Llamaron a Nicolai para que lo vendara. No supo con seguridad si Kalkbrenner lo reconocía. El administrador estaba tan maltrecho que seguramente no percibía nada a través del dolor sordo, intenso, que debía de causar estragos en su cuerpo abotargado. Medio muerto a palos y cubierto de mugre como estaba, lo llevaron a rastras al interrogatorio, lo tiraron sobre una silla y, sin más ceremonia, lo encararon a lo que Di Tassi había descubierto hasta entonces sobre sus manejos delictivos.
El hombre escuchaba en silencio, asentía a todos los reproches y sólo muy de vez en cuando balbuceaba que el conde se lo había ordenado, que él no tenía la culpa, que él sólo cumplía órdenes. Y éstas eran inauditas. Durante un año entero, Kalkbrenner había pedido crédito sistemáticamente a ciudadanos pudientes para realizar supuestos trabajos de reparación en los edificios del castillo. Los pagarés por ese concepto ascendían a cientos de miles de táleros. Además, algunos terrenos de bosque se habían puesto a la venta varias veces. Kalkbrenner había falsificado personalmente los documentos, lo cual no había resultado nada difícil puesto que los sellos correspondientes estaban en poder del conde. Algunas parcelas se habían vendido tres veces, procurando que los compradores vivieran muy lejos unos de otros, en distritos diferentes, y de ese modo no albergaran sospechas de inmediato. Los títulos de propiedad tenían que transferirse en febrero del año siguiente, pero aún no estaban registrados. Posteriormente, se vendieron bosques que no existían. En ese caso, los numerosos documentos falsos también fueron obra de Kalkbrenner, que únicamente era capaz de murmurar una y otra vez la misma disculpa:
—Alldorf lo quiso así. Él me obligó a hacerlo.

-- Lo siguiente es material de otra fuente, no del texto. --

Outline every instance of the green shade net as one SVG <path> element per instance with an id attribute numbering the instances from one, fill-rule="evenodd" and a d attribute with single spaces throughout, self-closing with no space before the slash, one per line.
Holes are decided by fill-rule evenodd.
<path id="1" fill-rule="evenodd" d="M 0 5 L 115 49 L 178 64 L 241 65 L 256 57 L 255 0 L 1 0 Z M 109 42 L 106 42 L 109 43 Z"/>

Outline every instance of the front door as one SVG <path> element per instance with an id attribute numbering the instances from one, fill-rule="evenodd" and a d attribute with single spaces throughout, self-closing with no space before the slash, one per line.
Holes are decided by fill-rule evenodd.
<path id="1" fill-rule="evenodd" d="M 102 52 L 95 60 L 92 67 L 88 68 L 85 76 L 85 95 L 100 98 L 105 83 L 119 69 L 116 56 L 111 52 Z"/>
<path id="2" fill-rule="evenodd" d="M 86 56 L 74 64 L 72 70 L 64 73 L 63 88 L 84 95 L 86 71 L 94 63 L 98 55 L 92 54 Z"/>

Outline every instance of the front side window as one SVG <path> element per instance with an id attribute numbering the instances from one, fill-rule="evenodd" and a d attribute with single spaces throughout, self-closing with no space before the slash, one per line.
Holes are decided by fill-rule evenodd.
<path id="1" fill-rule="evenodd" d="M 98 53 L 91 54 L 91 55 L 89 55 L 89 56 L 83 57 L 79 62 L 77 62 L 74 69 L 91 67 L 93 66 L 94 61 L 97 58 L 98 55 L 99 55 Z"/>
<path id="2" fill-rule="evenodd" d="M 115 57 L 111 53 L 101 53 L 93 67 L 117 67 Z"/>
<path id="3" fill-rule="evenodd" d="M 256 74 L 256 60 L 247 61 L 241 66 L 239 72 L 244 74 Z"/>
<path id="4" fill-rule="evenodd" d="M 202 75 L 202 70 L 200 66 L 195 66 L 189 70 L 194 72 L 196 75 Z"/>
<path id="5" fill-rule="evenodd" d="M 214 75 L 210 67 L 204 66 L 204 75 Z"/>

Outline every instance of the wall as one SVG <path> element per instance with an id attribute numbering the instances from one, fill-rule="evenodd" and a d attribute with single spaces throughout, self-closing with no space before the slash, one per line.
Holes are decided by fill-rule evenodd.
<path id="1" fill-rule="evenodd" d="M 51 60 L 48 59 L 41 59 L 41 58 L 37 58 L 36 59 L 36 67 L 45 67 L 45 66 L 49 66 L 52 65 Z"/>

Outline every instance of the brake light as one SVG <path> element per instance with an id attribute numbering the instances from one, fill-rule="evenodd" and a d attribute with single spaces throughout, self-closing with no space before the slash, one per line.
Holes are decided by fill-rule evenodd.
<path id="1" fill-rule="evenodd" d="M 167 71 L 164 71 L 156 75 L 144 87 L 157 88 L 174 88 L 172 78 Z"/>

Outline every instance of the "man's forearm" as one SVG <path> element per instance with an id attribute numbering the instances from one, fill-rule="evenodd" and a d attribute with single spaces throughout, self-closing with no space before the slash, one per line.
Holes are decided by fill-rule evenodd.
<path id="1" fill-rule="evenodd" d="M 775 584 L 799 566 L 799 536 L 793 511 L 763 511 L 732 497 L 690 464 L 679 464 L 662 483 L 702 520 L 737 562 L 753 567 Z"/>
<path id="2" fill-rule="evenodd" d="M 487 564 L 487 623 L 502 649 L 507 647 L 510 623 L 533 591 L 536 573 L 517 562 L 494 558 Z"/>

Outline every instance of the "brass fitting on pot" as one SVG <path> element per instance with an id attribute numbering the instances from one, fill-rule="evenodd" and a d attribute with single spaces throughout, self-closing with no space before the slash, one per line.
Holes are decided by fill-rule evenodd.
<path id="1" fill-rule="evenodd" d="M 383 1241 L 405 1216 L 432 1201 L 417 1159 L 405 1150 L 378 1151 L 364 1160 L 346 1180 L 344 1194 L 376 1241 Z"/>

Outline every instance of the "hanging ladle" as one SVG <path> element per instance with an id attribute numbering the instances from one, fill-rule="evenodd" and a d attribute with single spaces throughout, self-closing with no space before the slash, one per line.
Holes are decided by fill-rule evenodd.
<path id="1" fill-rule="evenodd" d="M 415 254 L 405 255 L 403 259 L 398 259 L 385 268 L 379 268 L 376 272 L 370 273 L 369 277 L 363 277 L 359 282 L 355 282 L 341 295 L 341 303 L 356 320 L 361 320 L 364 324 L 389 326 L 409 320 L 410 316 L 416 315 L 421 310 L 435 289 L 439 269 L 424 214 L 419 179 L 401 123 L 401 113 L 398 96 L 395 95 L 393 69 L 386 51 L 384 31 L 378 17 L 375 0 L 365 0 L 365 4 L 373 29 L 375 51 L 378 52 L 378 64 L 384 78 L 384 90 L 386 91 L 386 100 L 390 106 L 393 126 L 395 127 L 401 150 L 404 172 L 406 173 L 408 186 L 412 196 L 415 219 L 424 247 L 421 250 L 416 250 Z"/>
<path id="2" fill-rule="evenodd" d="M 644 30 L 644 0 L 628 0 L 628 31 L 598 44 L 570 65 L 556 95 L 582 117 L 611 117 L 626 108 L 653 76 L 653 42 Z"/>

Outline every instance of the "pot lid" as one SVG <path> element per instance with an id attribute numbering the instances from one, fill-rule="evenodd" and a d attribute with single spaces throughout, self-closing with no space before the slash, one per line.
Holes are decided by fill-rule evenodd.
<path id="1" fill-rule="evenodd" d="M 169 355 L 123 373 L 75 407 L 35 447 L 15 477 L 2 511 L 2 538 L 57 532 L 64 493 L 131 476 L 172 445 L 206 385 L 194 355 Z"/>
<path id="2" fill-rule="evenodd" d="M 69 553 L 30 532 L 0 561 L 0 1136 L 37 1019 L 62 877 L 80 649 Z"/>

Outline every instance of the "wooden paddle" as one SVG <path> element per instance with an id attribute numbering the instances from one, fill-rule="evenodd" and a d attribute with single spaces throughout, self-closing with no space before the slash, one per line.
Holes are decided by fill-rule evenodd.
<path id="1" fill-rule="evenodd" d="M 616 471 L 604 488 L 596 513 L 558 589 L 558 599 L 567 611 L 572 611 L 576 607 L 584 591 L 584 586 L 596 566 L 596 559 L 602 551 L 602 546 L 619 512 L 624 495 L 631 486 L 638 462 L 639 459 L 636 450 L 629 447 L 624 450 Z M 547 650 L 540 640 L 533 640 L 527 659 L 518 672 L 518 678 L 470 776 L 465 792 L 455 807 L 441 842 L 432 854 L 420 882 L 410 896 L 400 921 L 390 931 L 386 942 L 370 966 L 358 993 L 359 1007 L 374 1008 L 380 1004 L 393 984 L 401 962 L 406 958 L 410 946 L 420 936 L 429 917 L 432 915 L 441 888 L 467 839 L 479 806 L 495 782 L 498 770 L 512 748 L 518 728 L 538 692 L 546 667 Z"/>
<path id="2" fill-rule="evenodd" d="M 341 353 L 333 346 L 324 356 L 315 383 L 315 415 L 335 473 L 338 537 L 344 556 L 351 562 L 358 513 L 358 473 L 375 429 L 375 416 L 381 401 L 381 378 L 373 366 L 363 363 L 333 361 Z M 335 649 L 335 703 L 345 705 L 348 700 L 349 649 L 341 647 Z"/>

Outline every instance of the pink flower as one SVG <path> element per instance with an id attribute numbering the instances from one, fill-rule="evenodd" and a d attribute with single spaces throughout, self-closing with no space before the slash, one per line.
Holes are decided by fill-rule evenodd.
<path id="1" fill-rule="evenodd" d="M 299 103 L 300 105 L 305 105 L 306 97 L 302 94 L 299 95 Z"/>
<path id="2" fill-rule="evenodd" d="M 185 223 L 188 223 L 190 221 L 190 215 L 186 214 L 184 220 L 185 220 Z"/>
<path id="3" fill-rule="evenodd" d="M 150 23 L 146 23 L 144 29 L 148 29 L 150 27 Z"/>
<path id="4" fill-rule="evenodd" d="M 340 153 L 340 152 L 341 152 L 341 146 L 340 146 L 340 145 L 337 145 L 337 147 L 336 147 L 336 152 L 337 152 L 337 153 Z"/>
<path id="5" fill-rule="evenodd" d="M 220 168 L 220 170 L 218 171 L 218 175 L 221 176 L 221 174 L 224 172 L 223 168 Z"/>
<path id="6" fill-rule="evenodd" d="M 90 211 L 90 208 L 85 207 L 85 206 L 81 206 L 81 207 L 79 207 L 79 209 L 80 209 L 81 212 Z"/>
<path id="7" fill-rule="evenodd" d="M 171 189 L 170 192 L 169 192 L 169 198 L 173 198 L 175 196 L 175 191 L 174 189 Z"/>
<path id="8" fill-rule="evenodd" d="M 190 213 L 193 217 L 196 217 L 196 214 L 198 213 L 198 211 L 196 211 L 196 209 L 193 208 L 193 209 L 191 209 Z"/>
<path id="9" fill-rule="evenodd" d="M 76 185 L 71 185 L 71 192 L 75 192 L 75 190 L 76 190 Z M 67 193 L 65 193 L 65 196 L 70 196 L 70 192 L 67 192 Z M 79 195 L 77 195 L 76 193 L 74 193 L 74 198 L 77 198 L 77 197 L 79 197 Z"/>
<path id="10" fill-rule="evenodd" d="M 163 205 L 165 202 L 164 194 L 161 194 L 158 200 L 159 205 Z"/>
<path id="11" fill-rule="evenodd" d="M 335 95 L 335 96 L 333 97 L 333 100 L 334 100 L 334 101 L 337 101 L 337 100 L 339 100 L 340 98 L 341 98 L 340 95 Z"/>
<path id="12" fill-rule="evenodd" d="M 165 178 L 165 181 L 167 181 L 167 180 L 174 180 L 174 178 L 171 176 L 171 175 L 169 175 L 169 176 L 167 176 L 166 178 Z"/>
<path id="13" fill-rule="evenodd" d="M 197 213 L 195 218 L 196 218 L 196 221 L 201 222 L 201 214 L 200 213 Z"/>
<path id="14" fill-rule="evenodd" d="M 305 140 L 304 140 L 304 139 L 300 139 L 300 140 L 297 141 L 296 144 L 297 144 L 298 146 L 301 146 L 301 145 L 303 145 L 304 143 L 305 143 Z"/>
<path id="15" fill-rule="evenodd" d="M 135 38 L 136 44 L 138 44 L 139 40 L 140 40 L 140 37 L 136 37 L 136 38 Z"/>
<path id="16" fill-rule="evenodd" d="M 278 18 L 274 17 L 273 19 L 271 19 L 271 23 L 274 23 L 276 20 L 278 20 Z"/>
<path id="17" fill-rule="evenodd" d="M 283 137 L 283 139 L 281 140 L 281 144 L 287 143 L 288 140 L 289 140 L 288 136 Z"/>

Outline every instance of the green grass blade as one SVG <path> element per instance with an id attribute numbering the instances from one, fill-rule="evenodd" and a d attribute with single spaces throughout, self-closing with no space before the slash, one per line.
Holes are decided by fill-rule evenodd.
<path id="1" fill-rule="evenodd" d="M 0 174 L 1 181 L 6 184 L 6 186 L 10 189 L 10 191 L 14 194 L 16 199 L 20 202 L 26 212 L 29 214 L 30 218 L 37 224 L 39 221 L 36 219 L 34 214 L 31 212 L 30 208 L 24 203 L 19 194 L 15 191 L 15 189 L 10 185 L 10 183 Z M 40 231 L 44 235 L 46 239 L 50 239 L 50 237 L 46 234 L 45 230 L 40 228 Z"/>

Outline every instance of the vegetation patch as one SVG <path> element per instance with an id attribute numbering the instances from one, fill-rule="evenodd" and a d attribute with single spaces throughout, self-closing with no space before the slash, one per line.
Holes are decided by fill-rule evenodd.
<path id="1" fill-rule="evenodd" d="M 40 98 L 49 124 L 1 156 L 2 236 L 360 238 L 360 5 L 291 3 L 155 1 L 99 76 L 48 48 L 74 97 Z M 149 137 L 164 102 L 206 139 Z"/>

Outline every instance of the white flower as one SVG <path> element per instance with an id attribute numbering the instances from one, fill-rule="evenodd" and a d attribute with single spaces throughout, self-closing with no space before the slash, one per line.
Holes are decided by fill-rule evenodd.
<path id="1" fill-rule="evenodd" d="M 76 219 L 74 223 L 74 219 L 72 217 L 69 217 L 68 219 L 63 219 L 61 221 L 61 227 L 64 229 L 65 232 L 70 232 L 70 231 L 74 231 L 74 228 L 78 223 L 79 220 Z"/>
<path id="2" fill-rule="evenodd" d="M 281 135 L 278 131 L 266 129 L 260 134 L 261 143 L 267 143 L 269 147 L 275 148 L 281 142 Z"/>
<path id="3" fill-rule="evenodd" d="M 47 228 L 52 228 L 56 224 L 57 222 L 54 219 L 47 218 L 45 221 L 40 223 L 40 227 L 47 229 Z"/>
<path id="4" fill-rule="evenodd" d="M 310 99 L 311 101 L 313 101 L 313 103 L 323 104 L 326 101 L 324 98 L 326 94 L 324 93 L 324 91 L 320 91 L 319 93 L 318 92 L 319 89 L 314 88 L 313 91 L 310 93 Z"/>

—¿Lo obligó? ¿A robar? ¿A mentir? —rugió Di Tassi.
Kalkbrenner gimoteó.
—Yo sirvo a mi señor. Le pertenezco, soy su brazo. ¿Qué podía hacer? Me habría despedido o, peor aún, me habría denunciado con cualquier pretexto poco convincente y me habría condenado al peor de los arrestos. Mi familia habría muerto de hambre. No podía hacer otra cosa.
Nicolai seguía el interrogatorio con una mezcla de emociones encontradas. Aquel hombre le repugnaba, pero también le daba lástima. ¿Tenía la culpa de algo? ¿Qué administrador podía contradecir a su amo?
—¡Pero usted tenía que saber que esa estafa no podría permanecer oculta durante mucho tiempo! —le espetó Di Tassi.
Kalkbrenner meneó la cabeza con el rostro desencajado.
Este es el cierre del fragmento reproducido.